As a final step, equations (46) and (47) are substituted into equation (45). This step results in the expression for the CSA ring oscillator timing variance as given by equation (48).

$$\overline{\Delta \tau_N^2} = 4kTC_L \left( 1 + \left[ \frac{(W/L)_1}{(W/L)_2} \right]^2 \right) A \frac{N}{I_0 \sqrt{I_0}} = D \frac{N}{I_0 \sqrt{I_0}}$$
(48)

In equation (48), D represents the terms constant with respect to N and  $I_0$ . Equation (48) shows that the timing variance has a 3/2 power dependence on bias current. This is significantly less than the source-coupled differential pair. The result implies that the lower current required by a DLL delay stage would have a less significant impact on the overall phase jitter of the delay line were it implemented with CSA stages, rather than source-coupled pair stages.

To compare the phase jitter of a phase-locked loop with that of a delay-locked loop, the relationships represented by equations (43) and (48) can be evaluated over a range of operating parameters. Absolute values are avoided by normalizing the results to the phase jitter of a PLL with N=3 and a bias current of 1 mA. The accumulation factor,  $\alpha$ , is approximated by assuming an input frequency of 100 MHz. This implies that a bandwidth of 1 MHz is sufficient to render insignificant the amount of clock feedthrough present. A typical PLL with BW=10 KHz exhibits a value of  $\alpha=100$ , while a BW=100 KHz exhibits a value of  $\alpha=30$  [16]. Since  $\alpha$  is inversely proportional to the square root



Figure 6.5 Normalized phase jitter for source-coupled pair implementations.

of the PLL bandwidth, it should be readily apparent that a bandwidth of 1 MHz will result in an accumulation factor of 10.

This assumption allows the relations of equations (43) and (48) to be evaluated for PLL's and DLL's where  $\alpha = 10$  for the PLL and  $\alpha = 1$  for the DLL. Figure 6.5 depicts the normalized phase jitter of a PLL with N = 3, and three DLL's with N values of 8, 16, and 32. The vertical axis represents the evaluation of equation (43), divided by the phase jitter of a PLL with a 3-stage oscillator and operating at a bias current of 1 mA. Thus, the curve for the PLL intersects the Y = 1 line at a bias current value of 1 mA.

As the figure illustrates, the cubic dependence of phase jitter on bias current causes the phase jitter to be significantly higher at low bias currents. This is particularly detrimental to the DLL which must operate at lower bias currents due to the increased number of stages, and the need for a longer delay through the chain. Figure 6.6 expands

the view by plotting only the normalized phase jitter of the delay-locked loops with the line at Y = 1 depicting the nominal PLL phase jitter performance.

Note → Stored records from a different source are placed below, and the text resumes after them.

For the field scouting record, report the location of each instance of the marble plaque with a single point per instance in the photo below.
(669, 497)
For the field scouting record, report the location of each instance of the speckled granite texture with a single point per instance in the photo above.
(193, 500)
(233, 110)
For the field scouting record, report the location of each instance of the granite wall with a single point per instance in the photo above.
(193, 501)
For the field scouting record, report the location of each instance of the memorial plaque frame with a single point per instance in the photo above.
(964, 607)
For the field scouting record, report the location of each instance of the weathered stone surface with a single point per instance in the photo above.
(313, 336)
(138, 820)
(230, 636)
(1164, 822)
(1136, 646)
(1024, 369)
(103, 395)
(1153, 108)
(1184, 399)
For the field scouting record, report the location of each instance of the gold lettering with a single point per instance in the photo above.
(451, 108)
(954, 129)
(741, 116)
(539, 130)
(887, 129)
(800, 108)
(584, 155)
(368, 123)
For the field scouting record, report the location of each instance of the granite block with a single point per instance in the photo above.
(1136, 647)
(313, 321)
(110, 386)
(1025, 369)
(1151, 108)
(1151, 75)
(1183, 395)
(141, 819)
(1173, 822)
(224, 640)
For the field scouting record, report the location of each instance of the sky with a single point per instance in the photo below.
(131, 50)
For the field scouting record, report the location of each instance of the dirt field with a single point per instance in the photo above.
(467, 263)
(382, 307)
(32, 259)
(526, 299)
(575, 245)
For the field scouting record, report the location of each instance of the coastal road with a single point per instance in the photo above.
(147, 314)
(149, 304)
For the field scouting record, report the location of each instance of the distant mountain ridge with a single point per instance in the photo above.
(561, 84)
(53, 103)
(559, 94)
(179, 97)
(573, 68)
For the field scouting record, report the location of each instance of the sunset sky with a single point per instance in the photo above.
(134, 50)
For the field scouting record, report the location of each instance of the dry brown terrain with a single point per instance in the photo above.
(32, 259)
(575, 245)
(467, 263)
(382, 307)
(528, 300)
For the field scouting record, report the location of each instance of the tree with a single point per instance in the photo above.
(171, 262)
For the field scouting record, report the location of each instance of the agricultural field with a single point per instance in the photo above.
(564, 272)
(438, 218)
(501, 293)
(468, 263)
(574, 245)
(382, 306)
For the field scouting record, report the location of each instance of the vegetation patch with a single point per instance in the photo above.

The DLL phase jitter is significantly higher than PLL phase jitter in the region of interest. Since the DLL operates at the same frequency as the PLL input reference signal, and the delay chain typically contains significantly more stages, the required bias current lies on the low end of the scale. Figure 6.6 shows that this results in a phase jitter that is, at best, comparable to that of a PLL. This occurs despite the fact that the PLL accumulates excess phase jitter as a function of α.

When one considers the same relationship for implementations using the current-steering amplifier delay stage, the result is very different. Equation (48) reveals that the phase jitter of a CSA oscillator is dependent upon the bias current, but at a significantly lower sensitivity. The inverse 3/2 power contribution of bias current to the phase jitter provides a much more gradual increase of phase jitter at lower bias current levels.



Figure 6.6 Normalized phase jitter of the DLL in comparison to the PLL

The normalized phase jitter predicted by equation (48) is plotted in Figure 6.7 versus bias current for both a PLL and DLL; the PLL has N=3. As in the case of the source-coupled pair delay stage, the phase jitter is normalized to that of a PLL with N=3 and I=1mA.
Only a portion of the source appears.